We have been pursuing Gunderson Flap surgery for our 4 year old daughter (left eye micro, phpv). Our ped opthalmalogist - recommended it, ocularist also on board, we saw a corneal specialist (she seems to be a confident surgeon) she of course warned us of retraction or tearing (which has me nervous). We were advised to see an ocular plastic surgeon which we did to get him on board in case gunderson doesn't work.

Well, the ocular plastic surgeon (a very highly recommended) - didn't seem to be an advocate of the gunderson flap talking about how the congentiva is cut and reshaped and everything that goes along with it. This conversation of course made me think and think and start to lose sleep over the decision we have started thinking about.

My big question is:
Why wouldn't he (oc plastic surgeon) be a fan of this surgery - any other perspectives? Has anybody been advised against this surgery?

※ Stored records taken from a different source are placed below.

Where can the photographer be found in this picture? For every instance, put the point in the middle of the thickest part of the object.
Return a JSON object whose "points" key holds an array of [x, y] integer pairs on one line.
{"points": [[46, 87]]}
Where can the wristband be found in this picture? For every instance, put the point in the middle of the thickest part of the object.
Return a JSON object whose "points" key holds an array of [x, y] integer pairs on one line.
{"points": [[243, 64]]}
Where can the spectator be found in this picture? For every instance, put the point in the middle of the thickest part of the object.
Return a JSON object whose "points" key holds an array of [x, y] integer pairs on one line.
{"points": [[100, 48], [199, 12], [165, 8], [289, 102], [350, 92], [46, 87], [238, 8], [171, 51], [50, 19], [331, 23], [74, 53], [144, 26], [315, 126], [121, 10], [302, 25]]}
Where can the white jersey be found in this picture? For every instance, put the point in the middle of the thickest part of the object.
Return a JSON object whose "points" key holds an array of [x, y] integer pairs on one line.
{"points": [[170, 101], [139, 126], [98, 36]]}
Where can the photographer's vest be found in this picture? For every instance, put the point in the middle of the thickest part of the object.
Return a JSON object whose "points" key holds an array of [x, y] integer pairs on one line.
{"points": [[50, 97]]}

For those that have read my previous posts:
We tried adjusting the shell, we changed drops and it's not an allergy to acrylic, it's definitly the 5th cranial nerve getting bothered causing rashing - though none of the doctors have an explanation why. The cornea specialist is a little worried that the gunderson would help the cornea sensitivity but not sure if the rashing will stop (that worries me). Cornea specialist also said if Gunderson doesn't work, its only semi reversable and her eye after wouldn't look as it does now...preparing me in case.
The ocular plastic surgeon was definitly intrigued by this rashing (over the left side of her forehead and left side tip of nose) being an almost regular occurance but doesn't know why it keeps happening (so frustrating). He too asked if it was an allergy - which it turns out is not, or if the shells are fitting right which they are being fitted under anesthesia so the fit should be perfect. I asked if I should take her to a neurologist but was told no, it would be a waste of time. I'm waiting on the silicone eye trial piece to arrive, I will update you on that once we get it - since we found out its not an allergy to acrylic, im thinking the silicone isn't going to help our case.


thank you in advance for the replies and thank you for your support!

Korin (Isabella's mommy)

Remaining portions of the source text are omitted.